I have come up with a Gremlin traversal that would find those Xs and Ys:
g.V().as("X").out("brother").as("Z").values("name").as("NAME1")
.V().as("Y").out("brother").as("V").values("name").as("NAME2")
.where("NAME1", P.eq("NAME2")).where("X", P.neq("Y")).select("X", "Y", "Z", "V", "NAME1", "NAME2");
Which I then tried to rewrite in terms of a MATCH step (to work within the existing Gremlinator framework):
g.V().match(
__.as("START").V().as("X").out("brother").as("Z"),
__.as("START").V().as("Y").out("brother").as("V"),
__.as("Z").values("name").as("NAME"),
__.as("V").values("name").as("NAME"))
.where("X", P.neq("Y")).dedup("X", "Y", "Z", "V", "NAME").select("X", "Y", "Z", "V", "NAME");
This traversal results in:
java.lang.IllegalArgumentException: Neither the sideEffects, map, nor path has a Y-key: WherePredicateStep(X,neq(Y))

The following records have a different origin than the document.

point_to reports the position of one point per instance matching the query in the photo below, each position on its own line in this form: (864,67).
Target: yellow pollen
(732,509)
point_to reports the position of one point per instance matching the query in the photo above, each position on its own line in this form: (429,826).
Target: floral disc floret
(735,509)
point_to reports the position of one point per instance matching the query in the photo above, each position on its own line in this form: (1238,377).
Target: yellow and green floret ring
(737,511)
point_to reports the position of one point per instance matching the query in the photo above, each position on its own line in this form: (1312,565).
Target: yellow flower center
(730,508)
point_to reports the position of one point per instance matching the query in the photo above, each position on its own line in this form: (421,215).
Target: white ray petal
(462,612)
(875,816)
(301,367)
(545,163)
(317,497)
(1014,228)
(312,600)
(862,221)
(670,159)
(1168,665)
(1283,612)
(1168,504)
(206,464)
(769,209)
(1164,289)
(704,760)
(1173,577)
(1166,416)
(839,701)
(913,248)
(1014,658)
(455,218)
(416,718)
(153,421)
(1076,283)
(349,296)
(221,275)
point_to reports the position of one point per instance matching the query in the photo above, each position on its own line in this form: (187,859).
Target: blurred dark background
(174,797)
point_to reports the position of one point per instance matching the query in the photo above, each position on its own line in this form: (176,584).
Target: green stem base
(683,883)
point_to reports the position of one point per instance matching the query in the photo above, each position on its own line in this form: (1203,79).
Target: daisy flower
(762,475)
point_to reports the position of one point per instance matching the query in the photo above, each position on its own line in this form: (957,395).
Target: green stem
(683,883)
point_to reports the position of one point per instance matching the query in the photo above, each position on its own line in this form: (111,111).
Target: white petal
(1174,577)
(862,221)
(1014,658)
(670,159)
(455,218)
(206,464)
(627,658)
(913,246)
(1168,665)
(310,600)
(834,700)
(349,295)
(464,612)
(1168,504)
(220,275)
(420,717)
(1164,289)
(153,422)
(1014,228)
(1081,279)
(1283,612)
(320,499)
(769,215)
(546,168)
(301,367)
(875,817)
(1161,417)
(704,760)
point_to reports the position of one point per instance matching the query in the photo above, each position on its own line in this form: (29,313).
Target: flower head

whereas the same query with dedup() step added works just fine:
g.V().match(
__.as("START").V().as("X").out("brother").as("Z"),
__.as("START").V().as("Y").out("brother").as("V"),
__.as("Z").values("name").as("NAME"),
__.as("V").values("name").as("NAME"))
.dedup().where("X", P.neq("Y")).dedup("X", "Y", "Z", "V", "NAME").select("X", "Y", "Z", "V", "NAME");
What I really want to do is to just have the where clause inside the match block and not have any extraneous dedup() steps.
g.V().match(
__.as("START").V().as("X").out("brother").as("Z"),
__.as("START").V().as("Y").out("brother").as("V"),
__.as("Z").values("name").as("NAME"),
__.as("V").values("name").as("NAME”),
__.where("X", P.neq("Y")))
.dedup("X", "Y", "Z", "V", "NAME").select("X", "Y", "Z", "V", "NAME");
Which also throw the same error as other MATCH variants.
I’ve the idea of adding an extra dedup step from Section F of this page: https://www.datastax.com/blog/2017/09/gremlin-recipes-9-pattern-matching that mentioned a supposed culprit: TINKERPOP-1762. But as I have the latest Tinkerpop version, it doesn’t look like this problem has exactly the same cause, since that bug is already fixed.